Koje Unscreened
- Authors: Wilfred Burchett and Alan Winnington
- Language: English
- Subjects: Korean War, human rights, prisoners of war
- Genre: Journalism
- Publisher: Britain-China Friendship Association
- Publication date: 1953
- Pages: 111

= Koje Unscreened =

1953 journalistic booklet

Koje Unscreened is a journalistic booklet published in 1953 and jointly written by Wilfred Burchett and Alan Winnington, the only two native English speaking journalists to cover the Korean War from the northern side of the conflict.

The book covers the infamous prisoner of war camp on Geojedo which was run by the United States military during the Korean War, and focuses primarily on both a riot in the camp on 10 June 1952 and the poor treatment of prisoners. Both authors compare the American treatment of POWs to Nazi concentrations camps such as Belsen. The book's content is largely based on interviews with escaped former inmates supplemented with Red cross reports and literature published in 1952, and accuses the Americans and their allies of torture, rape, murder, forced conscription of enemy troops, and forced tattooing of prisoners.

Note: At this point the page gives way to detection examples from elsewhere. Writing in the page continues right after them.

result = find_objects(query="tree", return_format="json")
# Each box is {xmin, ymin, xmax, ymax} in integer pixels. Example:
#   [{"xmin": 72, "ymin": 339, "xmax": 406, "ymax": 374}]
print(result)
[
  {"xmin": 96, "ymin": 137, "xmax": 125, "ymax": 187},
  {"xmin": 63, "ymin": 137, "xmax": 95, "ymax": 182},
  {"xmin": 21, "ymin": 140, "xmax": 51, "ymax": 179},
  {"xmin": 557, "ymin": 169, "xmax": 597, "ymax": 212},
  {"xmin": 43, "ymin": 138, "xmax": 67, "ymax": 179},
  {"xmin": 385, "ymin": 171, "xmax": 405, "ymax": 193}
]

== Comments by historians ==
Koje Unscreened has been used as a primary source for studying the Korean War by numerous historians. Historian Charles Steuart Young, described Koje Unscreened as containing "substantial insider information that had trickled out of the camps" and that the book "adds detail to events documented in other sources."

== Editions ==
Multiple editions were published, including a self-published version in China, and a version published in Britain by the Britain-China Friendship Association.